Statistics Colloquium

Location

Mathematics/Psychology : 103

Date & Time

April 4, 2014, 11:00 am12:00 pm

Description

Speaker
Dr. Yi Huang
Department of Mathematics and Statistics
University of Maryland Baltimore County

Title
Latent Propensity Score Method for Average Causal Effect Estimation Allowing Covariate Measurement Error in large observational studies

Abstract
Many covariates in biomedical and policy studies are measured with error.  The naive approach is to ignore the error and use the observed covariates in current propensity score framework for average causal effect (ACE) estimation.  First, I developed a set of causal assumptions to extend the standard one allowing unobserved nondifferential covariate measurement error.  Then, under this extended causal inference framework, we showed that the naive approach typically produces biased ACE inference.

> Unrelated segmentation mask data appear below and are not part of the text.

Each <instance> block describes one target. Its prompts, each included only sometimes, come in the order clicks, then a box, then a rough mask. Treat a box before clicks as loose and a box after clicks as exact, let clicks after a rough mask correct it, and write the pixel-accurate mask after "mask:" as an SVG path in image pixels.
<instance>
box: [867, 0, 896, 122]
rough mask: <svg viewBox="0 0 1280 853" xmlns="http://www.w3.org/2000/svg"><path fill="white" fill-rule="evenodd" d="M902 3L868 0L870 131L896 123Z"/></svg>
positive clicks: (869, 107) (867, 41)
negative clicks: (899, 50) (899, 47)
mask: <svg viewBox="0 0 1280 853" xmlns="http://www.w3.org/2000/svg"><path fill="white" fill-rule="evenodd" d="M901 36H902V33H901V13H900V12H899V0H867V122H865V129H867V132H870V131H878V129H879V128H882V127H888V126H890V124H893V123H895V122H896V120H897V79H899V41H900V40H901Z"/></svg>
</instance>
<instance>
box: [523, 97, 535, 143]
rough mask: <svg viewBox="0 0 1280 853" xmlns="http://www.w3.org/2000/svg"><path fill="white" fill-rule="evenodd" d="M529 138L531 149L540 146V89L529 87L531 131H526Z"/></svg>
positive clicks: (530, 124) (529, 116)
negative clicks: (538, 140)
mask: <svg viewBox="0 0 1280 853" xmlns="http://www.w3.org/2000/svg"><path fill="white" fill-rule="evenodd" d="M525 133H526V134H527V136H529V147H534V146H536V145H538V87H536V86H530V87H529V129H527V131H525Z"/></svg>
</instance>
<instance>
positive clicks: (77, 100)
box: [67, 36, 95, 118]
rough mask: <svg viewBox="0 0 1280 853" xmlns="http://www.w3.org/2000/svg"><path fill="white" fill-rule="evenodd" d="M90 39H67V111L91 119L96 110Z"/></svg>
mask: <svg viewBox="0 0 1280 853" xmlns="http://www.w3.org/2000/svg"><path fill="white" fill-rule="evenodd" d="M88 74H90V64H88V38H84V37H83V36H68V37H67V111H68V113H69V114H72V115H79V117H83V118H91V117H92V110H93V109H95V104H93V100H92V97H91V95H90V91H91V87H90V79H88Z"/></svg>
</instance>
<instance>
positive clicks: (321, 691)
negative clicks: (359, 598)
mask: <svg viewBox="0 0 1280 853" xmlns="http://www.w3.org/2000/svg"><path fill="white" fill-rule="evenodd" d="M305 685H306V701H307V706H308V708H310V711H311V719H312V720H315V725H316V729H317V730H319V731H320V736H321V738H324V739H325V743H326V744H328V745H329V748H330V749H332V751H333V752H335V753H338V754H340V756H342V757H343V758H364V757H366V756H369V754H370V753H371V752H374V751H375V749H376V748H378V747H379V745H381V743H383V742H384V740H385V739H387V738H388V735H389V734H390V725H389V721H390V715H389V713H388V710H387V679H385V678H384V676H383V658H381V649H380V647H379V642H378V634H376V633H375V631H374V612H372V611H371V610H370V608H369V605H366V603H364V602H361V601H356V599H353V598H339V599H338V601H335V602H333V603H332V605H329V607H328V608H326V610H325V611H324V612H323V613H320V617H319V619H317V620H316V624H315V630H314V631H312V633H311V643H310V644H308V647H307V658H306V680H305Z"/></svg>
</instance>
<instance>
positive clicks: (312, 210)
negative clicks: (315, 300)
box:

In this talk, we proved the consistency of ACE estimation using the proposed latent propensity scores under this extended causal framework, and developed a joint likelihood based approach using finite mixture model for ACE estimation, which will take the uncertainty from measurement error into consideration in propensity score subclassification.  Its performance will be evaluated by large simulations studies.  One real application on the post-marketing evaluation of a low-incidence medical device will be shown at the end - the impact of long-term breast pump usage on mother and infant’s health during 1st year infancy. 

This is a joint work with Xiaoyu Dong, Andrew Raim, Karen Bandeen-Roche, and Cunlin Wang.